I fear that the hon. Gentleman has taken the discussion well beyond the particular purposes and details of the clause into much more general environmental policy. Clearly, within the purposes of the provision and the clause, the levy is designed to have the impact that I stated. It is not designed to have a direct impact on the quarrying practices of suppliers in the industry and the techniques that they use.
The hon. Member for Christchurch asked why limestone waste is not afforded the same treatment as other industrial mineral wastes such as china clay. The answer is threefold. Limestone is not included in the list of exempt industrial minerals in section 18(3) of the Finance Act 2001 because it is an aggregate. The material arising from limestone extraction is, in reality, low-grade primary aggregate rather than true waste and is often used and sold as such. Genuine waste will not be subject to the levy. As it will not be sold, it will not be commercially exploited. However, if limestone is used for a prescribed industrial or agricultural process rather than as an aggregate, it is relieved under section 30 of the 2001 Act.

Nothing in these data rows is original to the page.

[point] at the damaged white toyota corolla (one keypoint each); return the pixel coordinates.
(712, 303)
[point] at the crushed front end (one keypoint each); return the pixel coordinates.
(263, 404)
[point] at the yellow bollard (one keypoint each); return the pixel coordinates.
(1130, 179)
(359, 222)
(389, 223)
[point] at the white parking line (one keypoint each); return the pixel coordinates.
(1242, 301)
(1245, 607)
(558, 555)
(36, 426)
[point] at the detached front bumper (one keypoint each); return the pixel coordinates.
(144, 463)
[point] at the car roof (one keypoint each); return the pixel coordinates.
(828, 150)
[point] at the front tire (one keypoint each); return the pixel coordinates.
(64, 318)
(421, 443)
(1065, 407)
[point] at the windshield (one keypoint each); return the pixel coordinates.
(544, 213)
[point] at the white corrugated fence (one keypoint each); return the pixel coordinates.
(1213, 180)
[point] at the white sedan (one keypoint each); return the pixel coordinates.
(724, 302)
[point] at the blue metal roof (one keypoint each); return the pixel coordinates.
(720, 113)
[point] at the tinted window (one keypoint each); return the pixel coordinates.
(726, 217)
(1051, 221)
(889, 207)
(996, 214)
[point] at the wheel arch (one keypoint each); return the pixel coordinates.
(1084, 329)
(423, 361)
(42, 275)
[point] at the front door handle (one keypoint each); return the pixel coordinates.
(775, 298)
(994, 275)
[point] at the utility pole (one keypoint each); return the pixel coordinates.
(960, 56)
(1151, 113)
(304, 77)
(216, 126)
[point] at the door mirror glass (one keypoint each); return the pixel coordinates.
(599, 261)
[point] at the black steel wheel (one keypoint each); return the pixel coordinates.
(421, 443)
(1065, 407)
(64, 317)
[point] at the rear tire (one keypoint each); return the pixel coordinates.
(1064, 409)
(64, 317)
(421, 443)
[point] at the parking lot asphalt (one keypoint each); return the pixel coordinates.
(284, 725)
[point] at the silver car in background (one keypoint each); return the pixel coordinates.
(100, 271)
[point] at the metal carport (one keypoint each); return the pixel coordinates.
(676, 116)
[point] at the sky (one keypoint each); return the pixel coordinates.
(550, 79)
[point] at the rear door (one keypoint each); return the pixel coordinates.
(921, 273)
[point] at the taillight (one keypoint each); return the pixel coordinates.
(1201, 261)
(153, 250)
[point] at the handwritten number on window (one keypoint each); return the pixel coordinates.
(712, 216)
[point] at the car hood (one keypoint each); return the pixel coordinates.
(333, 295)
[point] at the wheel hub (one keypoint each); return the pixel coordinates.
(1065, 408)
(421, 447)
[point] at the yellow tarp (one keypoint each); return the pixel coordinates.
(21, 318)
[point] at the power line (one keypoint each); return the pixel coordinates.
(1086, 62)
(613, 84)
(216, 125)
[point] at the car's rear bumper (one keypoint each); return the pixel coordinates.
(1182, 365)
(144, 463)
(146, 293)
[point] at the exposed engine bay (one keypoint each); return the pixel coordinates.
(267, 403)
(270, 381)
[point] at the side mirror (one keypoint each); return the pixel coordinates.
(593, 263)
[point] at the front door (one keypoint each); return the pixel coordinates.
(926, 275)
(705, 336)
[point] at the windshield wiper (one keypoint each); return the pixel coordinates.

Let me deal with amendment No. 256 and, in so doing, explain the purpose of and provisions in clause 127. The clause deals with two separate matters. First, it amends the aggregates levy legislation to make taxable the overburden—the top layer of material that must be removed before a mineral can be worked—from china clay and ball clay extraction. Secondly, the clause contains a provision to exempt waste from the processing of all industrial minerals that are exempt from the levy. Previously, coal, slate, china clay and ball clay were covered. The clause brings into the exemption provision minerals such as fluorspar and other small-quantity minerals that are extracted. The changes will encourage the use of aggregates unavoidably produced in the process of extracting industrial minerals and help to ensure consistent treatment of mineral waste under the legislation.
Amendment No. 256 would exempt any waste, spoil or by-products arising from the production of aggregate and, therefore, subvert the purpose of the clause. The Government conducted the development of their plans for the aggregate levy and their preparations for its implementation on 1 April in a very open and consultative spirit, with regular meetings with the industry, trade associations and other interest groups. In keeping with that, there have also been detailed discussions with the aggregates industry on a suitable definition of waste aggregates or aggregate by-products. To date, the industry has been unable to provide us with a suitable alternative, comprehensive definition.
Quite simply, the reason is that it is difficult to produce a clear and consistent dividing line or borderline between what is and what is not waste. Aggregate quarries produce rock, sand or gravel. Therefore, any rock, sand or gravel that can be used as aggregate and sold as such is not waste but an
aggregate. It is only correct that the purchaser pay the environmental costs associated with its extraction; therefore, it is covered by the provisions of the levy.
Sometimes, quarry owners may describe some of the aggregates that they sell as by-products because they regard them as incidental to the production of their main or higher-value products, on which they make larger profits. However, exactly the same aggregates may be a main product from another quarry. In other words, one man's by-product or waste may be another man's main product. It would be unfair and distorting to base liability for the levy on whether the quarry owner regards such material as a by-product. Genuine waste materials will not be commercially exploited and, therefore, will not be subject to the levy.
Moreover, as we announced in the pre-Budget report in 2001, the Government continue to examine with the industry whether it is possible to deliver additional environmental benefits through the aggregates levy by encouraging the more general and positive use of true waste aggregates that would not otherwise be commercially exploited. On that basis, I hope that the hon. Member for Christchurch will feel moved to withdraw the amendment. If he is not prepared to do so, I ask the Committee to reject it.